Anomaly detector based on the Kernel Principal Component Analysis (KPCA).

Standard PCA maps the data to a lower dimensional space through linear projections. Deviations in this lower dimensional space are then considered to be anomalies. KPCA [hoffmann2007kernel] is a non-linear extension of PCA, which maps the data into a new kernel space, from which the principal components are learned.

Notes

KPCA inherets from PyodAnomalyDetector.

Parameters:

window_size (int or str) – The window size to use for extracting sliding windows from the time series. This value will be passed to compute_window_size().
stride (int, default=1) – The stride, i.e., the step size for extracting sliding windows from the time series.
**kwargs – Arguments to be passed to the PyOD PCA.

window_size_

The effectively used window size for this anomaly detector

Type:: int

pyod_detector_

A KPCA-detector of PyOD

Type:: KPCA

Examples

>>> from dtaianomaly.anomaly_detection import KernelPrincipalComponentAnalysis
>>> from dtaianomaly.data import demonstration_time_series
>>> x, y = demonstration_time_series()
>>> kpca = KernelPrincipalComponentAnalysis(10, n_components=2).fit(x)
>>> kpca.decision_function(x)
array([0.03151377, 0.03697829, 0.04415575, ..., 0.03345565, 0.0330048 ,
       0.03089501])

References

[hoffmann2007kernel]

Heiko Hoffmann. Kernel pca for novelty detection. Pattern recognition, 40(3):863–874, 2007, doi: 10.1016/j.patcog.2006.07.009.

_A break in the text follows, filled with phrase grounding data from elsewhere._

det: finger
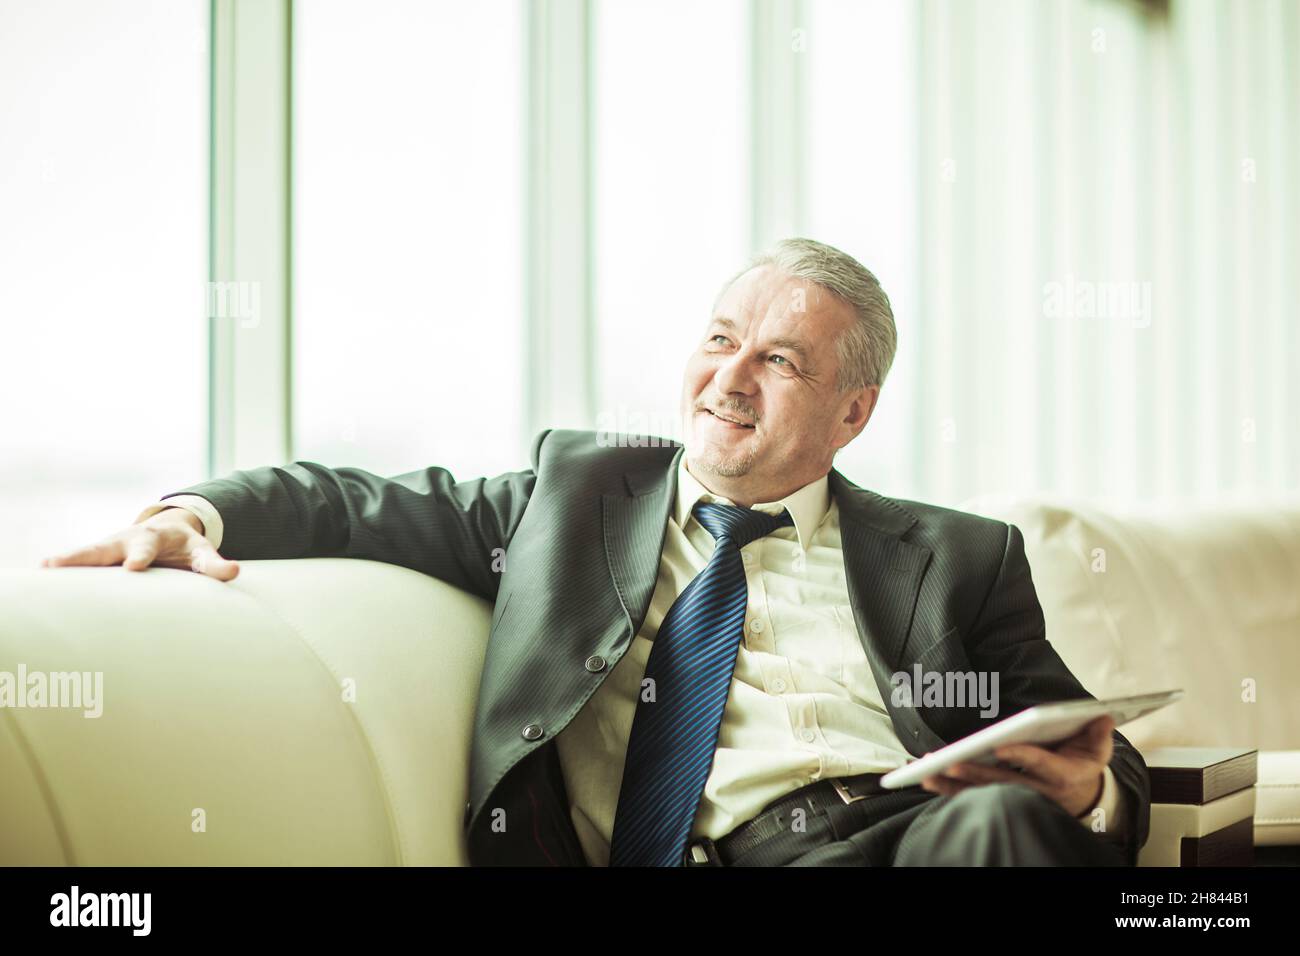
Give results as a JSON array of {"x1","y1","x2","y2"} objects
[
  {"x1": 947, "y1": 764, "x2": 1062, "y2": 806},
  {"x1": 42, "y1": 540, "x2": 126, "y2": 568},
  {"x1": 1089, "y1": 717, "x2": 1115, "y2": 758},
  {"x1": 921, "y1": 775, "x2": 972, "y2": 797},
  {"x1": 189, "y1": 545, "x2": 240, "y2": 581},
  {"x1": 1057, "y1": 717, "x2": 1115, "y2": 760},
  {"x1": 1054, "y1": 721, "x2": 1097, "y2": 749},
  {"x1": 1092, "y1": 715, "x2": 1116, "y2": 744},
  {"x1": 923, "y1": 770, "x2": 971, "y2": 789},
  {"x1": 122, "y1": 530, "x2": 161, "y2": 571},
  {"x1": 993, "y1": 744, "x2": 1071, "y2": 786},
  {"x1": 1071, "y1": 715, "x2": 1110, "y2": 740},
  {"x1": 947, "y1": 762, "x2": 1038, "y2": 787}
]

decision_function(X: ndarray) → ndarray

Compute decision scores.

Parameters:

X (array-like of shape (n_samples, n_attributes)) – Input time series.

Returns:

decision_scores – The decision scores of the anomaly detector. Higher indicates more anomalous.

Return type:

array-like of shape (n_samples)

Raises:

ValueError – If X is not a valid array.
NotFittedError – If this method is called before fitting the anomaly detector.

fit(X: ndarray, y: ndarray | None = None, **kwargs) → BaseDetector

Fit this PyOD anomaly detector on the given data.

Parameters:

X (array-like of shape (n_samples, n_attributes)) – Input time series.
y (ignored) – Not used, present for API consistency by convention.
kwargs – Additional parameters to be passed to compute_window_size().

Returns:

self – Returns the instance itself

Return type:

PyODAnomalyDetector

Raises:

ValueError – If X is not a valid array.

predict_proba(X: ndarray) → ndarray

Predict anomaly probabilities

Estimate the probability of a sample of X being anomalous, based on the anomaly scores obtained from decision_function by rescaling them to the range of [0, 1] via min-max scaling.

Parameters:

X (array-like of shape (n_samples, n_attributes)) – Input time series.

Returns:

anomaly_scores – 1D array with the same length as X, with values in the interval [0, 1], in which a higher value implies that the instance is more likely to be anomalous.

Return type:

array-like of shape (n_samples)

Raises:

ValueError – If scores is not a valid array.
ValueError – If the prediction scores from ‘decision_function’ are constant, but not in the interval [0, 1], because these values can not unambiguously be transformed to an anomaly probability.

save(path: str | Path) → None

Save detector to disk as a pickle file with extension .dtai. If the given path consists of multiple subdirectories, then the not existing subdirectories are created.

Parameters:: path (str or Path) – Location where to store the detector.